Ingredients with Measurements:
- 1 cup dried chickpeas
- 1 cup dried kidney beans
- 1 cup dried lentils
- 1 onion, chopped
- 4 garlic cloves, minced
- 2 tablespoons vegetable oil
- 1 tablespoon tomato paste
- 1 teaspoon turmeric
- 1 teaspoon ground cumin
- 1 teaspoon ground coriander
- Salt and pepper to taste
- 6 cups water
- 2 cups plain yogurt
- 1 tablespoon dried mint
- 1 tablespoon dried dill
- 1 tablespoon dried parsley
- Salt to taste

Special equipment needed:
- Large pot
- Blender or food processor
- Mixing bowl

Step-by-step instructions:

1. Rinse the chickpeas, kidney beans, and lentils in cold water and soak them overnight.

2. In a large pot, heat the vegetable oil over medium heat. Add the chopped onion and minced garlic and sauté until the onion is translucent.

3. Add the tomato paste, turmeric, cumin, coriander, salt, and pepper to the pot and stir well.

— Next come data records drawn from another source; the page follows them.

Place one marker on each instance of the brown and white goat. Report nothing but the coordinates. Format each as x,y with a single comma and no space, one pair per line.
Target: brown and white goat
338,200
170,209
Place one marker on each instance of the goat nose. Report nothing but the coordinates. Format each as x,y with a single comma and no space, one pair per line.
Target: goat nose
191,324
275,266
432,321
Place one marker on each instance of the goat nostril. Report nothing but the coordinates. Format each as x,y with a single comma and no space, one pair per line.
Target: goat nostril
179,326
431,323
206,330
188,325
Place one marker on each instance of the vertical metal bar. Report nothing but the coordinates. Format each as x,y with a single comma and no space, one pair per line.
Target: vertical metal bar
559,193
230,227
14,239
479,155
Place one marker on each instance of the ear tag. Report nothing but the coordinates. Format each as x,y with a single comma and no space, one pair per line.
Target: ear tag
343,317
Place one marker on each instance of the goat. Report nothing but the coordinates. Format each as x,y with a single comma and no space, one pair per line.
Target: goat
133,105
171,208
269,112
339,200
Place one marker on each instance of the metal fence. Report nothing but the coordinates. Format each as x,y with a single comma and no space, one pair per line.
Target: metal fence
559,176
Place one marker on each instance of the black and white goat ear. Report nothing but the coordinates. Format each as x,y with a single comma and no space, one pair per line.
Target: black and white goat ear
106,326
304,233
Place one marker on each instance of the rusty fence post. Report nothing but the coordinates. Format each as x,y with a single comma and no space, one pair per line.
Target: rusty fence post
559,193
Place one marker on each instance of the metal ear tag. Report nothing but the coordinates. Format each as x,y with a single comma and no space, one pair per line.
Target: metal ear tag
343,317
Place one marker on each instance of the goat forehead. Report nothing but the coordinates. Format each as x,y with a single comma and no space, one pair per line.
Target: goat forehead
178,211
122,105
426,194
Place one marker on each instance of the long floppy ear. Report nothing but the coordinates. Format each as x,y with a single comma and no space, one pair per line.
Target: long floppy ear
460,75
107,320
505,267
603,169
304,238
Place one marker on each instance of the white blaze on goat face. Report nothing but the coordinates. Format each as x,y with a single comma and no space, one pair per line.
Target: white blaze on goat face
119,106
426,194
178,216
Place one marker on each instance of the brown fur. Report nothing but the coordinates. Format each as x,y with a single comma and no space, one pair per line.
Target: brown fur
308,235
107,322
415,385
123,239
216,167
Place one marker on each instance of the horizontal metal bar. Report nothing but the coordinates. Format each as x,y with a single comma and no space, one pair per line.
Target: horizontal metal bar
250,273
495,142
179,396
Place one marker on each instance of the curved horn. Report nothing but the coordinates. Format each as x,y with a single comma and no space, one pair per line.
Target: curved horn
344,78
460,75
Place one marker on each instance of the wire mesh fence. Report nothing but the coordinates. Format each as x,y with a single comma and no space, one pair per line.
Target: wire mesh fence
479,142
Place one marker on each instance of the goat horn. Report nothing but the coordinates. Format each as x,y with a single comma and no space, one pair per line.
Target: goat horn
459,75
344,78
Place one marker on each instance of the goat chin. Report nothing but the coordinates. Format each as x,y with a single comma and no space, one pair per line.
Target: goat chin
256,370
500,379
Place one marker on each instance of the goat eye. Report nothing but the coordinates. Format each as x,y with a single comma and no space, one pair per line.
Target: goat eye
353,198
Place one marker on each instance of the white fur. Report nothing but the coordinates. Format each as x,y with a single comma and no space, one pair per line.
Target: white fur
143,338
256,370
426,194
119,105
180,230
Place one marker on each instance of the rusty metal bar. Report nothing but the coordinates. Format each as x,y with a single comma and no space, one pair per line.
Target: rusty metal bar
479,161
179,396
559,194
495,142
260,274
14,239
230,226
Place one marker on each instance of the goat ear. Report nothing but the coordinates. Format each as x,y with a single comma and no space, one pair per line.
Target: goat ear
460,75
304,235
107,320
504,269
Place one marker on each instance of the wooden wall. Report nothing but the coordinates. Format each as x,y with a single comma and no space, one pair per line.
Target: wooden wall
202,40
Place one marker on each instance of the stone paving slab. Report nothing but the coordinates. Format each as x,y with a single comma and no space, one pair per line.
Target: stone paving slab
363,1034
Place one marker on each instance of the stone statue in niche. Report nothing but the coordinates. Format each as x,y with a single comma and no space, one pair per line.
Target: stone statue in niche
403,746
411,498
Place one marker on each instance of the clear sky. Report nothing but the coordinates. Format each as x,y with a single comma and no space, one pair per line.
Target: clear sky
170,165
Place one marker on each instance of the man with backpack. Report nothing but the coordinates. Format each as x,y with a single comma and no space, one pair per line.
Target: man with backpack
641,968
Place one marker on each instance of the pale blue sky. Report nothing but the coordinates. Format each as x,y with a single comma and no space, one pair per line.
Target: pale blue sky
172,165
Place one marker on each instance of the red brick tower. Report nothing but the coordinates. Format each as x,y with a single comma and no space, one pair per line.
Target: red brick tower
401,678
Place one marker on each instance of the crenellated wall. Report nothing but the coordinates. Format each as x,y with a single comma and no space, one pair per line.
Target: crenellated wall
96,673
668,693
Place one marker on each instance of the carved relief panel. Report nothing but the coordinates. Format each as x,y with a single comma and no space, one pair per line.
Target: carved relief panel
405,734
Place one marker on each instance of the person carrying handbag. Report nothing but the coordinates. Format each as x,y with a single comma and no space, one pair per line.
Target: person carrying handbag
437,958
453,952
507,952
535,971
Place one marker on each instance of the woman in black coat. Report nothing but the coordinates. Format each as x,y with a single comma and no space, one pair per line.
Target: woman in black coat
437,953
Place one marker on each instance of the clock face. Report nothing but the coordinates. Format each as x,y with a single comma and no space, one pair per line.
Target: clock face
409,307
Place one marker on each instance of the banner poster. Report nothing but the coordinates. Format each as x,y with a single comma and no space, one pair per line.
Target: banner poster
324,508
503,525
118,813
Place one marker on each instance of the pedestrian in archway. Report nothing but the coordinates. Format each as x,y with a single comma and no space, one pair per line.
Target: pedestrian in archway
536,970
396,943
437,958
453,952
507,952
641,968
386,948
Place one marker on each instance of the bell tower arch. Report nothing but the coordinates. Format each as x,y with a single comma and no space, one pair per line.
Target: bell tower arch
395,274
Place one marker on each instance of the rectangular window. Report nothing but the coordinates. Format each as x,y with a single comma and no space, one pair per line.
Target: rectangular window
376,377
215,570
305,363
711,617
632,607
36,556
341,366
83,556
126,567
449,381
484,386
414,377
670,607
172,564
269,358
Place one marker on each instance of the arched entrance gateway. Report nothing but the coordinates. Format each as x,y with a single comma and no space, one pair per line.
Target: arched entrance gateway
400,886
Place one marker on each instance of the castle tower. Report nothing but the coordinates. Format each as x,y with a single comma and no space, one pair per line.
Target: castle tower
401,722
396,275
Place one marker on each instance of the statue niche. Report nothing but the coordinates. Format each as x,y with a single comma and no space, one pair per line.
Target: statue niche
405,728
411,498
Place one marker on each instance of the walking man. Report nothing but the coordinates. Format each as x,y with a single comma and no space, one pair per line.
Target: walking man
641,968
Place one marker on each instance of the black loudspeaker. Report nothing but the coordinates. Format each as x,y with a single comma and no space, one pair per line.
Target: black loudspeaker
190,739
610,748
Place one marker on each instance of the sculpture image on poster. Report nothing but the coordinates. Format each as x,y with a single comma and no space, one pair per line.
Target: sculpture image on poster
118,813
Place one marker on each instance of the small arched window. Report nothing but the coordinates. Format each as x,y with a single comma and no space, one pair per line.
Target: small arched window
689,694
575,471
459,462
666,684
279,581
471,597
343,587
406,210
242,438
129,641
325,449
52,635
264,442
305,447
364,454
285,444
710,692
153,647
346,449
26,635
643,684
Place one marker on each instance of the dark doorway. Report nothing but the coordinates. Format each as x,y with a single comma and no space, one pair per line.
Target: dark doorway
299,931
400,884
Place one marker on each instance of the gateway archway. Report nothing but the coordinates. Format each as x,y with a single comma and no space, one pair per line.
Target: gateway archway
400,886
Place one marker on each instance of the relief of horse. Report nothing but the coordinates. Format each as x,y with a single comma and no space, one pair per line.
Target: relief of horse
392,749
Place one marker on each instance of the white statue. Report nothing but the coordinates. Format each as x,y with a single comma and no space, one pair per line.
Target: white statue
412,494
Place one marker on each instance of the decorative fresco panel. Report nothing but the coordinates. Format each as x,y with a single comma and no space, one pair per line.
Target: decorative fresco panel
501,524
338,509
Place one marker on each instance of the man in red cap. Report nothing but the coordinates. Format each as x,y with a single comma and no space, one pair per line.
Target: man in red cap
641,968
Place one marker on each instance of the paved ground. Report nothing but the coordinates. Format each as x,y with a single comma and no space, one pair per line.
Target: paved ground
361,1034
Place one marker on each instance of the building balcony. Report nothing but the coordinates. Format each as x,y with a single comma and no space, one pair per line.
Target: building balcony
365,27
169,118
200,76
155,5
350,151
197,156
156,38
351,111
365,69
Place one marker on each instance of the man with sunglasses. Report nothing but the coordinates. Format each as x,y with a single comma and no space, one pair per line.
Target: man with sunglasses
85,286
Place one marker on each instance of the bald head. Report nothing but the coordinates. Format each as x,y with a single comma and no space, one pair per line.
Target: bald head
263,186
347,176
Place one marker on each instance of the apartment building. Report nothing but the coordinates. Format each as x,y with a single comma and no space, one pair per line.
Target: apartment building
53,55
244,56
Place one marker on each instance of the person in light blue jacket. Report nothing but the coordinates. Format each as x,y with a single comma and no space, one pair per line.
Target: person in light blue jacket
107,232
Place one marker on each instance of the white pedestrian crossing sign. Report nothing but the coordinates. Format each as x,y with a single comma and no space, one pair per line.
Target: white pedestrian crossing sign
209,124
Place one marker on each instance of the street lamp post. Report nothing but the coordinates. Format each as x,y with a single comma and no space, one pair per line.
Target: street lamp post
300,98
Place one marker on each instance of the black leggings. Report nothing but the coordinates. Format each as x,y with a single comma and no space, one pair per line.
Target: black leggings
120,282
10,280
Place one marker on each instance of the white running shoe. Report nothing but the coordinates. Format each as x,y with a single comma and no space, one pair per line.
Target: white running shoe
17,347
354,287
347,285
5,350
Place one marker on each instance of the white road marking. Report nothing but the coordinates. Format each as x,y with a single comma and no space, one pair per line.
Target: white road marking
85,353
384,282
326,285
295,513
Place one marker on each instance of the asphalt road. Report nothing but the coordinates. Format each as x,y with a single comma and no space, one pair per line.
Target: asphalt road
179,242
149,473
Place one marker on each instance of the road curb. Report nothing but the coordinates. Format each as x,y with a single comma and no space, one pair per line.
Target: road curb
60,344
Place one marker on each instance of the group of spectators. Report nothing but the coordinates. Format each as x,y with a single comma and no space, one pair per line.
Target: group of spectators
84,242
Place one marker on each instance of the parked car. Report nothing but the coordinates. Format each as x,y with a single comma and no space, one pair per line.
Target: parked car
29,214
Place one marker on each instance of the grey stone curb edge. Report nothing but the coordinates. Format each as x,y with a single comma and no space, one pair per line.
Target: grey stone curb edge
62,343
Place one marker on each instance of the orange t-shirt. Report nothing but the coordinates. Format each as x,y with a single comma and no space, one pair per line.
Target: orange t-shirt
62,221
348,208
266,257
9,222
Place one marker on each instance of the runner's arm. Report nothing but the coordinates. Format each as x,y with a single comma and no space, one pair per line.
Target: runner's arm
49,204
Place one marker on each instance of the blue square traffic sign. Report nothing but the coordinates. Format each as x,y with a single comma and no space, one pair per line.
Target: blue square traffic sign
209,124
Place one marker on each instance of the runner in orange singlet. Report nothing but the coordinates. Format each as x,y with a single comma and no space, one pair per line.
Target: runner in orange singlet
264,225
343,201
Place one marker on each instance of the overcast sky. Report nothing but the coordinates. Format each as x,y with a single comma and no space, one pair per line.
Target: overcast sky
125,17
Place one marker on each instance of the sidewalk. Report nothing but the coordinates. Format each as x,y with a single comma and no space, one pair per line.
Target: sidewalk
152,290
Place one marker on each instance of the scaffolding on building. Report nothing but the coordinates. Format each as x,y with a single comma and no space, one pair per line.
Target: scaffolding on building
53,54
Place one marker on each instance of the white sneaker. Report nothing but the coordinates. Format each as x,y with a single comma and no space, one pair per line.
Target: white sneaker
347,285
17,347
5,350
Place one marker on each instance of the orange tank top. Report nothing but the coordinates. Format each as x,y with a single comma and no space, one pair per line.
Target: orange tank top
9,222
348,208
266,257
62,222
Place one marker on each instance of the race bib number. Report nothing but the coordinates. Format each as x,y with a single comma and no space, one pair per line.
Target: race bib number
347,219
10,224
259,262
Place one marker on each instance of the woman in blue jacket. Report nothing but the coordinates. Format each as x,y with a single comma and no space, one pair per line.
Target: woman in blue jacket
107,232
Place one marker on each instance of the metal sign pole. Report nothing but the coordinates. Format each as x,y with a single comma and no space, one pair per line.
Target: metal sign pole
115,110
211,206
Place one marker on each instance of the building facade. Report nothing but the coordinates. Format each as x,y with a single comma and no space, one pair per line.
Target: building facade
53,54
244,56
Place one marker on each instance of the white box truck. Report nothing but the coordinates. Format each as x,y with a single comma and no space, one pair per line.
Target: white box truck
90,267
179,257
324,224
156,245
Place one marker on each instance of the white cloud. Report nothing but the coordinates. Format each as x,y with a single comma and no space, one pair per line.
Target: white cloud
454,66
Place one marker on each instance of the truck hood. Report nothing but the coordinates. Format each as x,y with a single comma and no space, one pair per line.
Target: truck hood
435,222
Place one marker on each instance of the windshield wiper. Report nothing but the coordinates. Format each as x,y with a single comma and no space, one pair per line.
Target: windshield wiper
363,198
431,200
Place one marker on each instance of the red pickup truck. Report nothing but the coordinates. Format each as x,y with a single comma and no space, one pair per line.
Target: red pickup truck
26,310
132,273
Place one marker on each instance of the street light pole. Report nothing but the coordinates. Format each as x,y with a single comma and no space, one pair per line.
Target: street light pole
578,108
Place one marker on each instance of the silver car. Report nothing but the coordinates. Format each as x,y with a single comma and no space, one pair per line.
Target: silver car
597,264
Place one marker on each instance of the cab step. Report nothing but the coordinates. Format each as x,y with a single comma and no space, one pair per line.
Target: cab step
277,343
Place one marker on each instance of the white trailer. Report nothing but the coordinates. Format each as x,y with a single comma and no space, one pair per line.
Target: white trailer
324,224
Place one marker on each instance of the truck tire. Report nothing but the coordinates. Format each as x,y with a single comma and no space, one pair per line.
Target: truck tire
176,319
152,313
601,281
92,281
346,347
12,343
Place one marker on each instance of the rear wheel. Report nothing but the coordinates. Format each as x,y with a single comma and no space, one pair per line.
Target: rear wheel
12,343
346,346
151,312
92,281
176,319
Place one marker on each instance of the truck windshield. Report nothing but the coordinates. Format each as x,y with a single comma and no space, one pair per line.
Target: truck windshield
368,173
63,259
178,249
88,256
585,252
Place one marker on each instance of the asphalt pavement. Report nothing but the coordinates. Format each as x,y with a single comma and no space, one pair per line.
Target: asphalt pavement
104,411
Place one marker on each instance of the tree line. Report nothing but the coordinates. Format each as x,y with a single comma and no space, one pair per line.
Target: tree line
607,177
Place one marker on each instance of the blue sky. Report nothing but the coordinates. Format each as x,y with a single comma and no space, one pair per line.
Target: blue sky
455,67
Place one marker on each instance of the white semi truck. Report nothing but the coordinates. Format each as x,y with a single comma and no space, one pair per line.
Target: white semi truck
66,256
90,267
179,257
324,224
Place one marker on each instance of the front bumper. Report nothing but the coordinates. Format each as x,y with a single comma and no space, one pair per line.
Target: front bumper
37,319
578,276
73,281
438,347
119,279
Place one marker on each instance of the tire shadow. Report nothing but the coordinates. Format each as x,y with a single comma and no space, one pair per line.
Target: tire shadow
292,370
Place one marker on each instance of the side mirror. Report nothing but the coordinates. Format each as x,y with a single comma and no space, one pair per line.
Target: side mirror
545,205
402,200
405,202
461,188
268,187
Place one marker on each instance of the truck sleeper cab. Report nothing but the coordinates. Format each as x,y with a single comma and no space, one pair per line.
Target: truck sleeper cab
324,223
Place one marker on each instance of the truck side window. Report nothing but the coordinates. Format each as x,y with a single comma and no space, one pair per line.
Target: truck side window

4. Drain the soaked chickpeas, kidney beans, and lentils and add them to the pot. Pour in 6 cups of water and stir well.

5. Bring the mixture to a boil, then reduce the heat to low and let it simmer for 1-2 hours, or until the beans and lentils are tender.

6. Remove the pot from the heat and let it cool slightly. Use a blender or food processor to puree the mixture until it is smooth.

7. In a mixing bowl, combine the yogurt, dried mint, dried dill, dried parsley, and salt. Mix well.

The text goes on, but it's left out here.